Pipes are particularly useful as they allow you to run…. LOOPS!

Loops

Loops are one of the best things about working on a Linux system. They allow you to write a command once and then run it on any number of files. There are several kinds of loops which all work on the same principles, so we will focus on the while loop. Let’s look at a simple loop and break it down.

ls *.fasta | while read file; do wc -l ${file}; done

This starts by listing all the FASTA files in the directory Session2 (remember that * stands in for anything). Try running

ls *.fasta 

just to check you’re happy with that.

The next step is to use a pipe. Instead of just listing the FASTA files on the screen, we are going to use that as input for our loop. The loop starts while read file. This means that one at a time, every line of that input will take a turn at being substituted for the word ‘file’ in the command that will follow. You don’t have to call it ‘file’ - it could be banana or profiterole or socks; the only thing that matters is that you use the same word throughout the loop. Whatever word you choose, it becomes something known as a variable: literally, a value that can vary as it stands in for something else. while read sets the value of file, and then whenever we want to access its contents we can do so using ${file}.

Having set the loop in progress, a semicolon indicates that next comes the command we want to run for each value of our variable. In this case, I am using wc -l to count the total number of lines in the file. Another semicolon followed by ‘done’ is needed to finish the loop and tell it to go away and run.

Exercise: using loops
  1. Try running the loop above in the Session2 directory.

  2. Try changing ‘file’ to something else. Does it work?

  3. [Extension] Using what you’ve learned so far, can you make a loop that will only count the sequence header lines?

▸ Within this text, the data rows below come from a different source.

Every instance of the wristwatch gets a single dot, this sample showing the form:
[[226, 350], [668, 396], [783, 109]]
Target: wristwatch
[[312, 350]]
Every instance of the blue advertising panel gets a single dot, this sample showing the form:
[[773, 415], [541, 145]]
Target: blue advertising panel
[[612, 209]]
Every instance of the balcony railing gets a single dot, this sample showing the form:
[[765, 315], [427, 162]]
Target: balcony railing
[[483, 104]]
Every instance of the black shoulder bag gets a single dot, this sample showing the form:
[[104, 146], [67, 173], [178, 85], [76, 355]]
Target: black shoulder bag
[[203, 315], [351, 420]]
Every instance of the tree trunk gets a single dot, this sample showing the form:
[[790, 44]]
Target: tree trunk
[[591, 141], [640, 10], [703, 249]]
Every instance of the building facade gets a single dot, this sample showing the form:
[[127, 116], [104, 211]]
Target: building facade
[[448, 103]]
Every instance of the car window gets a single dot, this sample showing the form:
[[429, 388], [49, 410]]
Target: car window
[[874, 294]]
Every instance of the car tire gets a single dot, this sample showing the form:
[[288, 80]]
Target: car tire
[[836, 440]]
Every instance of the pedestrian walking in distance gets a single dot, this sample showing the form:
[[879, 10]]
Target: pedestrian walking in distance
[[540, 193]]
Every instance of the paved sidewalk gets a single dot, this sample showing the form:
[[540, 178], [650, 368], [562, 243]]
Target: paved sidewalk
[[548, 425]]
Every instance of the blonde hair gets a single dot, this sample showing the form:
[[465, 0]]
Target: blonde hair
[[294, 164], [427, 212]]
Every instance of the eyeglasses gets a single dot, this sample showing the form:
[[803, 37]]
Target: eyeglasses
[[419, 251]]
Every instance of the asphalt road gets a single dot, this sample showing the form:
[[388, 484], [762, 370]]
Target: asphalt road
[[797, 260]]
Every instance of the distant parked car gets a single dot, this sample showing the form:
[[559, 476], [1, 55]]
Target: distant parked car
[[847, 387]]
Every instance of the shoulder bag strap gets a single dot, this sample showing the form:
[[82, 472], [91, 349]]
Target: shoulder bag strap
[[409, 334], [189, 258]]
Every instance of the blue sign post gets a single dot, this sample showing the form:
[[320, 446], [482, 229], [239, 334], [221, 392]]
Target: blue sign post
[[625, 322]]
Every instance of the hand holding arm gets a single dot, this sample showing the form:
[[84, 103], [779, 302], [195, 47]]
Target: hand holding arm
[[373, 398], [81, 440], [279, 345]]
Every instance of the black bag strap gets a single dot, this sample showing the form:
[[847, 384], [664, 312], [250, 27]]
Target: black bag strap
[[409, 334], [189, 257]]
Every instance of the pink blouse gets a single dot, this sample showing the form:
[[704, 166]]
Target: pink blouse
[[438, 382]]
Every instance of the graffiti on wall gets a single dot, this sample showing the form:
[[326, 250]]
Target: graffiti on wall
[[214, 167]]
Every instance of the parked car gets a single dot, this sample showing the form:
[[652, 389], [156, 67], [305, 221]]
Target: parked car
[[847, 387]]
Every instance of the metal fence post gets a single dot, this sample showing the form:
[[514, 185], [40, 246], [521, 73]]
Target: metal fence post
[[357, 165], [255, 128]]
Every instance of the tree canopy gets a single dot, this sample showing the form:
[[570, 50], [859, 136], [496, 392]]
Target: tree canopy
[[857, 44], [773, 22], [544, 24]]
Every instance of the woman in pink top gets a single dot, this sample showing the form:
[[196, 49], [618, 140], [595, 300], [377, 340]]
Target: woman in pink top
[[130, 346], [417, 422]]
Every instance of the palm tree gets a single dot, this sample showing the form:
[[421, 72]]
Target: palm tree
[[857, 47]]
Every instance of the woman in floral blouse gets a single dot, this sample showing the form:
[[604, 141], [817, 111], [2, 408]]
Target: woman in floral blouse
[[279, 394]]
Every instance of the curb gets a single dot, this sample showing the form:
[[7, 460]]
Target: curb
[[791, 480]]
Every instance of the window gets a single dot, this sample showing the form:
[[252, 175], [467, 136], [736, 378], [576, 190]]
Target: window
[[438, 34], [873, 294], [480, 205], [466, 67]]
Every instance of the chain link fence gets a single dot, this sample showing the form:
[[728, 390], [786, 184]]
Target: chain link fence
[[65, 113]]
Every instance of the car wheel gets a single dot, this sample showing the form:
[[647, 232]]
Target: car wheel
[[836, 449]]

Creating a quality summary with multiqc

Multiqc will search through a parent and all daughter folders, extracting all the qc data and creating a graphical summary. Try it for your session folder.

 module load py-multiqc/1.15-hcx2o2j
 
 #run multiqc on all files in the current working directory
 multiqc .
 

use the -h flag to see what option multiqc provides.

Exercise: the main event!

You are now going to meet the dataset we’ll be exploring for the next few days. In ~/classdata there is a folder called datasets. Copy this folder across to your ~/mydata directory

cp -r ~/classdata/datasets ~/mydata/datasets

Inside this folder you will find three data sets: virus, prokaryote and mitochondrial. We will be using the virus dataset to clean, assemble, annotate and analyse genomes over the next few days. The prokaryote and mitochondrial datasets will be for you to play with in the extension sessions.

Your challenge now is to write script(s) to run fastQC, fastp, fastQC (again!) and multiqc on the virus files in the subdirectory raw_reads. You can either copy them over to mydata/Session2 or work directly from mydata/datasets/prokaryotes/raw_reads. There are multiple virus files, so you will need to use loops!

If you are feeling confident, try creating one script that will carry out all the processes on all the files. Remember to keep your file names and output directories tidy!

Extension Work

Do the same for the mitochondrial data!

End of NGS QC.

Time for coffee. You have earned yourselves cake!